Personally, by 1994, I was already using a Polar watch with a heart rate monitor, being the first or one of the first cyclists in my cycling club in Cali, Colombia, to use it. And by 1998, I had my first smart indoor trainer that could simulate slopes, analyze power and pedaling biomechanics, and virtually simulate almost any course I programmed. It was the CompuTrainer by Racermate Inc., discontinued in 2017 due to the rapid evolution of the smart indoor trainer market and the emergence of new technologies and competitors, such as indoor trainers offering direct-drive systems, wireless connectivity, and integration with immersive training platforms like Zwift, TrainerRoad, and Sufferfest. This began to eclipse traditional wheel-on trainers like the CompuTrainer.
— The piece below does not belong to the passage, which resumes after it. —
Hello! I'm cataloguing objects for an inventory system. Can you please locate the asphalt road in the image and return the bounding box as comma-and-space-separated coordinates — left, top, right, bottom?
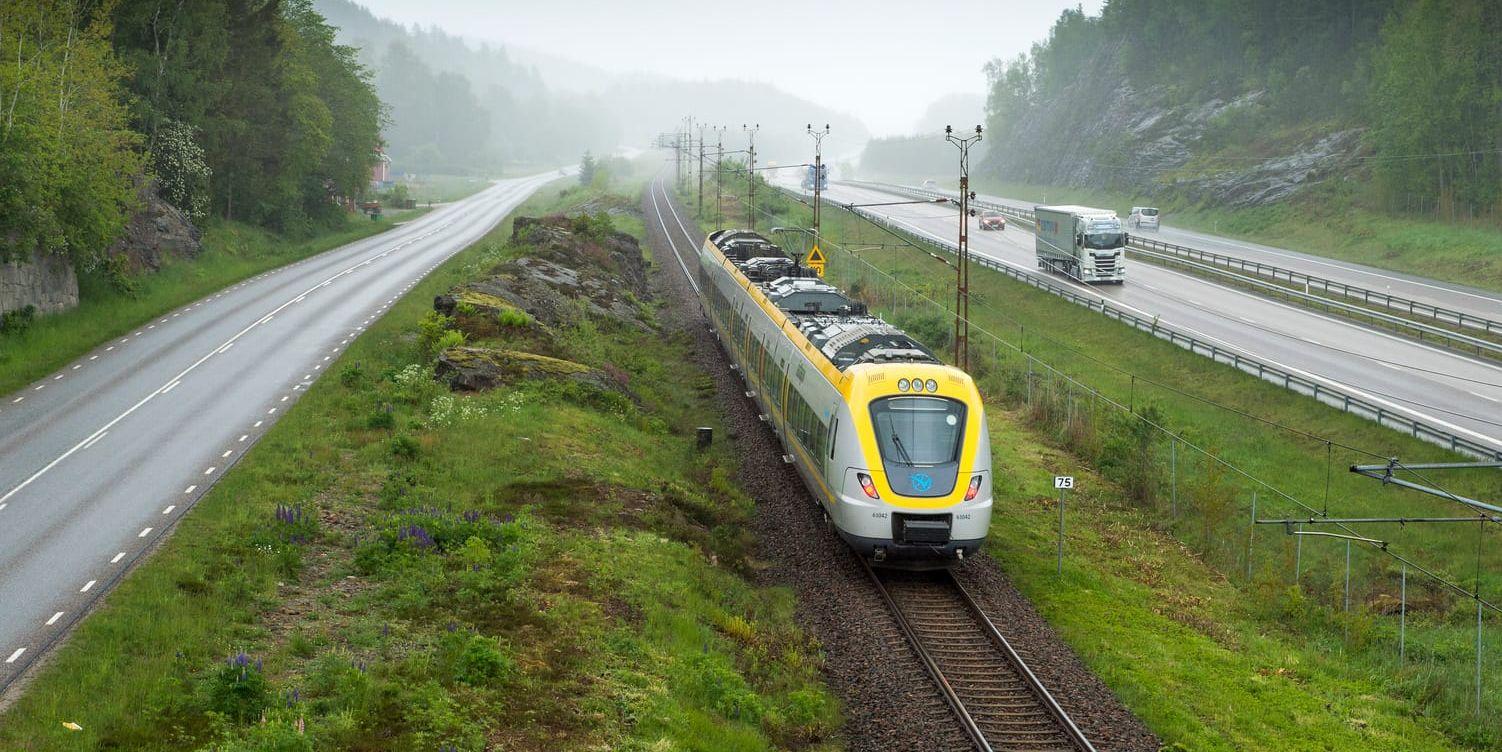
787, 185, 1502, 449
0, 174, 557, 687
925, 183, 1502, 320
These new smart indoor trainers provided a more realistic riding sensation, easier setup, and were often more affordable, attracting a broader segment of the cycling community. However, I will leave the topic of cycling indoor trainers for another post.

Regarding wearable technology specifically, the first smartwatches capable of monitoring health, wellness, and fitness variables hit the market in the 2010s. I had the opportunity to experience this technology around 2014, first with the Polar Loop bracelet and later with the first-generation Apple Watch in 2015 and Garmin Fenix in 2019. It should be clarified that it was only around 2018 that these watches were able to perform measurements through heart rate variability (more specifically, heart pulse variability). This allowed for monitoring a greater number of health, wellness, and fitness variables such as physiological stress, sleep quality, maximum oxygen consumption, among others.

In the academic field, there has been great controversy about whether these wearable devices can accurately and consistently measure such variables 24 hours a day, 7 days a week. To obtain such scientific evidence, the ideal would be to have review articles or meta-analyses. The issue is that being a new technology, it is constantly evolving. To date, not only are there smartwatches, but we also have rings, bracelets, bands, sleeves, and even smart glasses. Additionally, the sensors in each of these devices are also evolving and changing, increasing their measuring power and accuracy. So when a scientific article is published about any of these devices, one or more years have passed since it was evaluated. And it turns out that by then, the device has an improved sensor.

Another factor complicating the analysis of the accuracy and consistency of wearable technology devices is the variation in use among people. Factors such as skin tone, the fit of the device, the brand and model of the device, the sensor, the presence or absence of tattoos at the site of device placement, its calibration, the amount of body movement, and even the blood flow in the area where it is located influence its accuracy. For example, it is reported that tattoos and darker skin tones may have difficulties in measuring variables due to the light technology (photoplethysmography) used. If the device is too tight or too loose, it also contributes to measurement errors.

However, if we leave behind these variables and the device has a latest-generation sensor, is properly adjusted and located, and there are no skin variables that negatively influence, nearly a decade of experience has shown me that these devices can become an indispensable element in measuring variables related to health, wellness, and fitness.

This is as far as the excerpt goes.